Here is the test code:
__global__ void BiDirectionalMemcpy(uint *dst0, uint *src0, uint *dst1, uint src1, uint n)
{
for (uint i = threadIdx.x; i < n; i += blockDim.x)
{
dst0[i] = src0[i];
dst1[i] = src1[i];
}
}
int main()
{
cudaSetDeviceFlags(cudaDeviceMapHost);
BiDirectionalMemcpy <<<1, 512>>>(in_d, in_mapped, out_mapped, out_d); // should use more than 1 block, but this is just an example
}
Mapped memory will be slower than device memory, but it won’t be any slower than using cudaMemcpy() on host RAM obviously.
No, there’s only 1 GPU and if the GPU doesn’t allow it, #threads won’t make a difference.
So both cudaMemcpyAsync() & BidirectionalMemcpy() overlap the transfers, despite what Tim said. I’m using Tesla 1060. Here, PCIe is much more of a bottleneck than memory bandwidth, but in general, a memory bandwidth bottleneck will prevent complete overlap.
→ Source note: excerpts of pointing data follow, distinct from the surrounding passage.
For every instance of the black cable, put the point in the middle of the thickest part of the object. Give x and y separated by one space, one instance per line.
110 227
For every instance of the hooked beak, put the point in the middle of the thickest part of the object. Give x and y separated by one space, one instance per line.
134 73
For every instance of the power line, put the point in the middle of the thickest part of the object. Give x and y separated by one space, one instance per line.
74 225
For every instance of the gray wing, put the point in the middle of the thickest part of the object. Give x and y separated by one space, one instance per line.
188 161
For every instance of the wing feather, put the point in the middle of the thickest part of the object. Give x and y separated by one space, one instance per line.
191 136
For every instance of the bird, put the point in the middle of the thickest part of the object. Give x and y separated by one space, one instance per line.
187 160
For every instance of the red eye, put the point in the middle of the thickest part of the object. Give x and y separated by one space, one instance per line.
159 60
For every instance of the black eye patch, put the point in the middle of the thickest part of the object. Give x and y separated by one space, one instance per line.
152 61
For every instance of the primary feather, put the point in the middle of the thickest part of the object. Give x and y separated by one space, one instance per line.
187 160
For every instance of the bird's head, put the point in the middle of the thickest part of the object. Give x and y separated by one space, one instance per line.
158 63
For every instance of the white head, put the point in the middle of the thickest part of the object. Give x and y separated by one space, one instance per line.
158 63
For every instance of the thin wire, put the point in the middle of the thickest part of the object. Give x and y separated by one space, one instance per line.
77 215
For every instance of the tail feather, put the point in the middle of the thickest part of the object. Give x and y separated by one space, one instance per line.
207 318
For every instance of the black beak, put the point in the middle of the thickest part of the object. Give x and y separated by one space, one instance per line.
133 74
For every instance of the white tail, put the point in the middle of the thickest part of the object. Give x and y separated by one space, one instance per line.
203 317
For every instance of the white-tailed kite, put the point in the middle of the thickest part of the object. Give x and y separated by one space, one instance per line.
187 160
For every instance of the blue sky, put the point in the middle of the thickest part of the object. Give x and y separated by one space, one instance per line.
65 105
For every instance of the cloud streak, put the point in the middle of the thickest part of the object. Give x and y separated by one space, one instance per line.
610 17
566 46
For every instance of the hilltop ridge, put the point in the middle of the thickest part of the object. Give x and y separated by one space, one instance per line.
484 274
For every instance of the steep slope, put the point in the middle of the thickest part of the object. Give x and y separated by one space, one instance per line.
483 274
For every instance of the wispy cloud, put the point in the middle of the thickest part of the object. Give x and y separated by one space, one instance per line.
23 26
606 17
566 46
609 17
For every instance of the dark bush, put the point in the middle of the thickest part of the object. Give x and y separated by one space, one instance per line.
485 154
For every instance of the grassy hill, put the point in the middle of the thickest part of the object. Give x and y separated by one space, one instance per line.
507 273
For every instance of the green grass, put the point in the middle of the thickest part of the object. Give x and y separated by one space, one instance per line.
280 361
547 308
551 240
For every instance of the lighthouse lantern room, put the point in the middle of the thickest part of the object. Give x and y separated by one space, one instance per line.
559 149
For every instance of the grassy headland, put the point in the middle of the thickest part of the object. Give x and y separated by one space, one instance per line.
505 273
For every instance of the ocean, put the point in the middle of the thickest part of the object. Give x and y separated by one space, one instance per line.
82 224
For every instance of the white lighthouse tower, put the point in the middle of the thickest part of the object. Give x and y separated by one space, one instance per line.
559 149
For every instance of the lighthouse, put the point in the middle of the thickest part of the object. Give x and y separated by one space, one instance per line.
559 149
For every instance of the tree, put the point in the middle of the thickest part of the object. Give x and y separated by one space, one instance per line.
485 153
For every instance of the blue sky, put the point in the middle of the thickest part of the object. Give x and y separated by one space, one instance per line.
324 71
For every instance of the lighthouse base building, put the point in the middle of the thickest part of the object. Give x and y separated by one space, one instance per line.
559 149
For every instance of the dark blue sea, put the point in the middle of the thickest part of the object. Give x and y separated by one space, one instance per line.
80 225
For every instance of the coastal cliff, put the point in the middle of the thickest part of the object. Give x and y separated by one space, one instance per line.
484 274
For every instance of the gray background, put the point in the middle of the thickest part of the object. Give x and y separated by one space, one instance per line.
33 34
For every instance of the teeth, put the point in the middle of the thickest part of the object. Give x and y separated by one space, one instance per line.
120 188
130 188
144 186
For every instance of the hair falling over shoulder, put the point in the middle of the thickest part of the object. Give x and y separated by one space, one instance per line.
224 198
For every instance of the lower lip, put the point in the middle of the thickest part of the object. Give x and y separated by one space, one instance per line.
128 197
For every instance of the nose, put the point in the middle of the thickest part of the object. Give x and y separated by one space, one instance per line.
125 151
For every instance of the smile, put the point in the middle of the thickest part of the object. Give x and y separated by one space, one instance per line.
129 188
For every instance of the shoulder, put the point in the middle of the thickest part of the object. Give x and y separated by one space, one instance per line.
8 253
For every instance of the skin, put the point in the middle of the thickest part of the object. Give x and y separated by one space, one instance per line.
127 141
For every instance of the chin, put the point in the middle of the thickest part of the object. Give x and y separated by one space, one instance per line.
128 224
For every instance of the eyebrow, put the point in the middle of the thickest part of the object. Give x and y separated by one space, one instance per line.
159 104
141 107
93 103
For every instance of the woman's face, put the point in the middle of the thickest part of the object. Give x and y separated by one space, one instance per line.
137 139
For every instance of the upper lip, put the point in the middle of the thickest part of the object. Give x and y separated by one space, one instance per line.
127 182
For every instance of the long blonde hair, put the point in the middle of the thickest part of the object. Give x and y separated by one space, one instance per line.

I found I needed multiple trials in order for cudaMemcpy speed to ramp up, probably because calling cudaMemcpy for 1st time does extra initialization. BTW, your BiDirectionalMemcpy() is incorrect. Also, you should check for errors in cuda code (easiest is with CUDA_SAFE_CALL), especially when you’re allocating such big pinned arrays!
Don’t worry if you don’t get overlap. I’ve asked Tim and he insists current hardware doesn’t support it. Earlier you reported cudaMemcpyAsync didn’t overlap, which probably means the hardware doesn’t support it. Maybe NVIDIA thinks overlapped transfers are for high end applications and people who can afford $2000 Tesla boards.
I’ll test it on my GTX 260 core216 at home and see if that’s the case.
This is exactly what I’ve stated here and you ignored.
Please READ THE DETAILS when answering a non-trivial question and avoid misleading replies. This isn’t the 1st time you totally missed my question. I earlier asked here if transferring directly from a PCIe device to GPU RAM is possible and you said no period. Later, I found out it is clearly doable on Quadro boards.
Can GT200 overlap cuMemcpyDtoHAsync and cuMemcpyHtoDAsync in different streams? No. Your calculations are way off, because the maximum measured PCIe speed (for Gen2) is roughly 6GB/s. At that point, the fastest your transfer could run is 10.67ms. Which is to say, hey, no overlap!
Can GF100 overlap cuMemcpyDtoHAsync and cuMemcpyHtoDAsync in different streams? Yes, that’s a major architectural improvement.
Can GT200 overlap DtoH and HtoD transfers via zero-copy? Yes, it can.
I know exactly how the hardware is implemented, how the driver is implemented, and have looked at PCIe effects in plenty of systems. I even released a bidirectional bandwidth test a couple of weeks ago.
Whoops, my mistake. Apparently cudaMemcpyAsync() doesn’t overlap. The amount of overlap for BiDirectionalMemcpy() is much smaller than found earlier. The mistake was the code had a 2 way memory bank conflict, probably making the results less meaningful. After rewriting it here are the times:
32 MiB transfer per direction
Tavg_host2device = 6.9 ms => 4600 MiB/s
Tavg_both = 9.5 ms => 6700 MiB/s (aggregate)
Previously, I thought incorrectly that PCI 2.0 unidirection speed was 250 MByte/s since deviceBandwidthTest reports 3800 MiB/s for non-pinned memory copies, which I thought was the maximum PCI x16 speed.